Año 1931 en la playa del Buceo

(Recurriendo al "tenía")
Mi amigo Rubén Crucci tenía un hermano mayor que a su vez tenía un caballo de carrera y tenía un Ford 1931 último modelo, abierto, color granate. Y el hermano de Ruben tenía un rancho sobre la playa del Buceo.

Una soleada mañana de domingo invernal, a eso de las 11:00 horas, el hermano de Rubén nos invitó a ir al Buceo a observar un pingo de carrera que se lo estaban vareando en la arena de la playa. Y allá nos llevó. Subimos contentos al flamante Doble Faetón (abierto con capota): olor a hule en el tapizado nuevecito de los asientos negros. Llegamos a la rambla, Descendemos con el Ford hacia la arena marrón, endurecida, cercana a la adomercida orilla. Allí hallábase el pingo con su vareador, chapoteando espumas y olas.

Fue al rato, que pusimos la atención en una chalana que aprontaban tres tipos para zarpar. La hacían dirigerse al mar por intermedio de dos rodillos. Nos acercamos al trío empujante del bote tipo chalana. El vareador y el hermano de Rubén los conocían. Uno de los tipos era Hugo Cartelle, boxeador que, en ese momento se ubicaba entre los mejores del ambiente rioplantense y sudamericano del deporte denominado "de la defensa propia".

Simpático, sonriente, nos explica:
-Anoche tiramos el palangre. Ahora vamos a levantarlo "pal chupín" de las tres de la tarde...

El "loco Cartelle" resultó un famoso de la leyenda populista. Amigos tuvo a granel mientras poseyó guita. Después: ¡salute! Una imagen parecida a nivel pequeño de mentalidad análoga a la de Gatica. Parecido a él hasta en el estilo de boxear: un pegador nato, pendenciero callejero, un millón de trompadas. Un loco lindo. ¡Flor de locazo!

Finiquitó sus días pobre y olvidado.
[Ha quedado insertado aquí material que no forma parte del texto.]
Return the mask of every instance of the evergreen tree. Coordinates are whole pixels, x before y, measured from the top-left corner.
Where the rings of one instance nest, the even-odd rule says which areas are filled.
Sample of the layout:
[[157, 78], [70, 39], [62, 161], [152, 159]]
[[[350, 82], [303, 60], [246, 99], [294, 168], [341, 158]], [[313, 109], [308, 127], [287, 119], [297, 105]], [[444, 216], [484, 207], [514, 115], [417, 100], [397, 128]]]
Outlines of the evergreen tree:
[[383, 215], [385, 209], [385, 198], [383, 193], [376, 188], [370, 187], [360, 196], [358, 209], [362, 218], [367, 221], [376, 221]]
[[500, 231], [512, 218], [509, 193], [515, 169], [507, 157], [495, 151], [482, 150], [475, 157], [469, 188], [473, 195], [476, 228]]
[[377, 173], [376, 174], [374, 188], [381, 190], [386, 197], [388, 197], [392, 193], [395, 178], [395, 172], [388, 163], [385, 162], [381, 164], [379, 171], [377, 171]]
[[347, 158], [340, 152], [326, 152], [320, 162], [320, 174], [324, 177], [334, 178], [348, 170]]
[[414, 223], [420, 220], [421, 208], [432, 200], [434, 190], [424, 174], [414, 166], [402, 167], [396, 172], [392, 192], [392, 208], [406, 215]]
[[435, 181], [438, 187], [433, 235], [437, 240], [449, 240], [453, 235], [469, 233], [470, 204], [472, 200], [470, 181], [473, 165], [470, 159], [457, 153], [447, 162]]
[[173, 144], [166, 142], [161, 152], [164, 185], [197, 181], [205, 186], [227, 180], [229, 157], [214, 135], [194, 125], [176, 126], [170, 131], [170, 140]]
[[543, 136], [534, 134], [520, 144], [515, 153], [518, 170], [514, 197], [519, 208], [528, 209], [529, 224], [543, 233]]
Habí salido de la cárcel imputado por un homicidio que -comentóse persistentemente- otro, alguien que se decía su amigo, había cometido. Una rinñá en un rancho, golpes entre boxeadores empinados. Uno de ellos cae y queda abandonado en el piso. Horas después se enteran de que había fallecido...

¿Una anécdota? Héla aquí:
Cierto periodista, deambulando en busca de una nota a pulcicar, lo encuentra en un boliche del Mercado del Puerto. Lo invita a tomarse una de apuro en el mostrador. Hugo Cartelle acepta y le cuenta que anda en la mala, tirado por la vida. El periodista (narrante de la anécdota) se tira a menos y también le llora su milonga. Entonces el Torito le expresa:
-¿Querés una nota sensacional? Mirá, allá en aquella mesa están tomando tres tipos que no los paso. Le tengo una bronca bárbara a los tres, son tres fanfitas... voy, los reviento a los tres bien reventados, y vos te escribís una nota copera, aunque yo vaya en cana (de más está decir que el periodista disuadió a Cartelle de que cometiera la tropelía).